A few days after I had launched my website, my wife rattled off some search terms in Google and she commented on how my website couldn’t be found. My response, was one of mild contempt: “Yeah, you won’t find it in Google, because my site hasn’t been indexed yet.” I quickly realized that she didn’t know what ‘indexing’ was, and figured that probably most people (outside website design, development, and marketing) don’t understand what indexing is, or how Google works.
And why should they? People type in what they need to find in Google, and what comes up is proof enough that the system is working. But if you’re a business owner with a website or you have your own personal site and you’d like to get listed into Google, the concept of ‘indexing’ is one you should understand. Perhaps you might just be curious what the magic is behind your searches that return the list of sites you get to choose from.
My wife was under the impression that when she typed in a search term or phrase in Google, the search engine performed some sort of ‘live search’ across the entire breadth of the world wide web, scanning everything as it exists at that very moment, and condensing it into a relevant list of site-links. Although (to me) that seems more glorified –and at one point Google probably did do just that– today, it just plain isn’t possible. So what does happen? How does Google generate it’s results, and how does it decide they’re relevant?
Let’s pretend you are Google. Imagine you, sitting in a room, with 10 reference books. every so often, someone comes into the room and asks you a question, to which the answer can be found in your reference books. You quickly flip through the book you know to be relevant to the question, find the section specific to subject, and spit out a few passages from the book that shed light on the question asked.
But now lets say it’s not 10 reference books, but 1000. And many of the books’ general subject matter is almost indistinguishable from others without reading precise details of their contexts. It’d be physically impossible to find the references you’d need to answer people’s questions in a timely manner. And they don’t want to wait.
However, let’s say you have a photographic memory, and you can speed-read entire texts in a matter of several minutes -retaining 100% of their content. What do you do? Of course: you start reading every book. You don’t wait until someone asks something, to look for the answer. You memorize all the contents of all the books, and when someone asks a question. you can just recite the passages from memory.
Of course, we can’t leave it there. There’s one more twist: the books get updated. The content inside them changes -some every day, some every week, and some monthly. So you have to keep re-reading them when new versions are issued, memorizing the new content so you can recall it when a question regarding it, is asked. You’d be indexing.
This analogy illustrates how Google works. The amount of computing power it would take to crunch the content of the entire web in the brief time it takes to preform a search, isn’t even close to being available. Even with the massive super-computers of today, it’s just not possible. So instead, Google’s out there scanning websites, remembering their content, all the time. When a search is conducted on Google, it looks -not at the world wide web- but in it’s memory of all the sites it has scanned. It’s memory of these scanned sites is called it’s “index”. The act of scanning new sites, or old sites with updated content is called “indexing”.
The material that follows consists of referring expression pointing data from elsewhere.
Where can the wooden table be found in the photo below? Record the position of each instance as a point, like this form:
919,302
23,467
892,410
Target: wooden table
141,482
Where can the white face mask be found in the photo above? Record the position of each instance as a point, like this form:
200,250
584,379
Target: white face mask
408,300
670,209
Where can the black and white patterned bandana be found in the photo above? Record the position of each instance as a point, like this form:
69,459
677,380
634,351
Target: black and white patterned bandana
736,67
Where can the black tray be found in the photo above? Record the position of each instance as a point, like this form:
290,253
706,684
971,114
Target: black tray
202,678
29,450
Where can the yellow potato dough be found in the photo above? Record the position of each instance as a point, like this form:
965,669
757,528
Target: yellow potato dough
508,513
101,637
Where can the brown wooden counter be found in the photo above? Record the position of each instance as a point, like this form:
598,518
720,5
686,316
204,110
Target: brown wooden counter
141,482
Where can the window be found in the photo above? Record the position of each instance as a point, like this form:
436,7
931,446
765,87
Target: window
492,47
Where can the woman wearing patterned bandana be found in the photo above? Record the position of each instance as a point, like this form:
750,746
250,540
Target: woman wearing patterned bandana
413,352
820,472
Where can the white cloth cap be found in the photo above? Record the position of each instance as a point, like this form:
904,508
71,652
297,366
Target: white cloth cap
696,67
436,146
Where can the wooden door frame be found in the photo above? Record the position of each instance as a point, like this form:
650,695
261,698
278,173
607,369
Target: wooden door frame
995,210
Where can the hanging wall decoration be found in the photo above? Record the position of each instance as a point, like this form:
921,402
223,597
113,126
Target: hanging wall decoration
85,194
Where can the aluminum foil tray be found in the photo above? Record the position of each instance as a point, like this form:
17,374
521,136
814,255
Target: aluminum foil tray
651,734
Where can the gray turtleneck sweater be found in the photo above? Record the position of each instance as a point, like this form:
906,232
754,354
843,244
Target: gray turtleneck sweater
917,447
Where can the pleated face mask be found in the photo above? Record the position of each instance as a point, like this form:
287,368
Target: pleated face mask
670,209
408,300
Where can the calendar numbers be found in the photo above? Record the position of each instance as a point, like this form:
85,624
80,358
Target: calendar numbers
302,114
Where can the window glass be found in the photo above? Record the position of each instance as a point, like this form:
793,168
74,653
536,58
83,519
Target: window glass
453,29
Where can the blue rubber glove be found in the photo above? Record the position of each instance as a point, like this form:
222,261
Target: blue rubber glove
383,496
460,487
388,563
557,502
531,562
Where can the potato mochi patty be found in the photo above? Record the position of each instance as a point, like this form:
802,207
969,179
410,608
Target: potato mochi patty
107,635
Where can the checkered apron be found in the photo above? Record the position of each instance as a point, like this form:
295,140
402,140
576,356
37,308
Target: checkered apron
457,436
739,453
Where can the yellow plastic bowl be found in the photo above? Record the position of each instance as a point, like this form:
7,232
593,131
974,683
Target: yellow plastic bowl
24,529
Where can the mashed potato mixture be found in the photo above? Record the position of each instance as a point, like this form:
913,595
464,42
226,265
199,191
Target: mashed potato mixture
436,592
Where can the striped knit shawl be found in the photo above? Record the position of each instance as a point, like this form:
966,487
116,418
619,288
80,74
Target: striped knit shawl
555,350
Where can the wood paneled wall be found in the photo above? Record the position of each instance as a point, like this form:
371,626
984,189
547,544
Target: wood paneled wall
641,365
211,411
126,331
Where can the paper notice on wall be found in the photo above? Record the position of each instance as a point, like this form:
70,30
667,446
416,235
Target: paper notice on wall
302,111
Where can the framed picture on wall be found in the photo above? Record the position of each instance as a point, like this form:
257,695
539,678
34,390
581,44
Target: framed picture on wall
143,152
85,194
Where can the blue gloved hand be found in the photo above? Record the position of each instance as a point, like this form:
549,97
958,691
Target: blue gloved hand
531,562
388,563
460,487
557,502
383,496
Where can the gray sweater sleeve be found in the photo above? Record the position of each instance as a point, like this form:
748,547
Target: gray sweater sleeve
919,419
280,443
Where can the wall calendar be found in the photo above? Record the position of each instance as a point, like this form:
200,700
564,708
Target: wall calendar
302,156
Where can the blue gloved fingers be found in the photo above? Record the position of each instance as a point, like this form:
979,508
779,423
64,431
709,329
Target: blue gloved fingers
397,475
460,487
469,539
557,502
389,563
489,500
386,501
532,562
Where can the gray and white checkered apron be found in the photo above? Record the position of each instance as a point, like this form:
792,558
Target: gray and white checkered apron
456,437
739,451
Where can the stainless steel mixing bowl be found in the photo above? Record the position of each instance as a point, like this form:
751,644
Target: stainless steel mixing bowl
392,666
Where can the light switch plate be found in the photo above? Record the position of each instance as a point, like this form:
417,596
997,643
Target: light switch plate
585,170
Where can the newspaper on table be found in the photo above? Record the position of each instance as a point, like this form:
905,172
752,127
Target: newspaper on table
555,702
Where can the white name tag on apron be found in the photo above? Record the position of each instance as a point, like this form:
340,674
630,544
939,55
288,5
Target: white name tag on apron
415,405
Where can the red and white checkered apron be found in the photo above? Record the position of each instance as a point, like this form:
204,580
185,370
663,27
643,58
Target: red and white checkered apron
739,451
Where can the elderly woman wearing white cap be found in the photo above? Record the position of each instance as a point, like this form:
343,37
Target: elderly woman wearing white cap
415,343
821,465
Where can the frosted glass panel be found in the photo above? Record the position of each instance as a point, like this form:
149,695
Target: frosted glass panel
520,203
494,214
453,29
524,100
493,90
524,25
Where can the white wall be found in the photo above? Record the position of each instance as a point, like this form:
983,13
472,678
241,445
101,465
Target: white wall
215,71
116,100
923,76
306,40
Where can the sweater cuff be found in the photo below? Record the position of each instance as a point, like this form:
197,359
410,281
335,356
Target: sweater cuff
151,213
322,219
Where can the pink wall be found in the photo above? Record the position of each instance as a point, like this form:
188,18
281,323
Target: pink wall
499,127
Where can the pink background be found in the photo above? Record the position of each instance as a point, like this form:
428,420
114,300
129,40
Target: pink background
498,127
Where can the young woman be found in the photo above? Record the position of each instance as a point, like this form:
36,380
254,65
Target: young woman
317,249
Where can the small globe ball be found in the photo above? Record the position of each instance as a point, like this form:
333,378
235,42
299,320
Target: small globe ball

With the vast number of sites, and changing content on the web, Google has it’s work cut out. It’s constantly scanning multiple sites simultaneously, through the use of programs called “crawlers”, “spiders”, or “bots”. Over 20,000 terabytes of data is indexed every day by Google-bots. How does it find it’s way around the web? It follows links. Links (hyperlinks) are what make the internet the dynamic field of information that it is. Links connect most of the web together into a chained-unit of growing information.
But it can take a while for Google to get to your website. Depending on what preparation has been done, it can take days, weeks, even months before Google finds your site and indexes it’s information. How it analyzes that information, and presents it during relative searches, is a subject for another post entirely.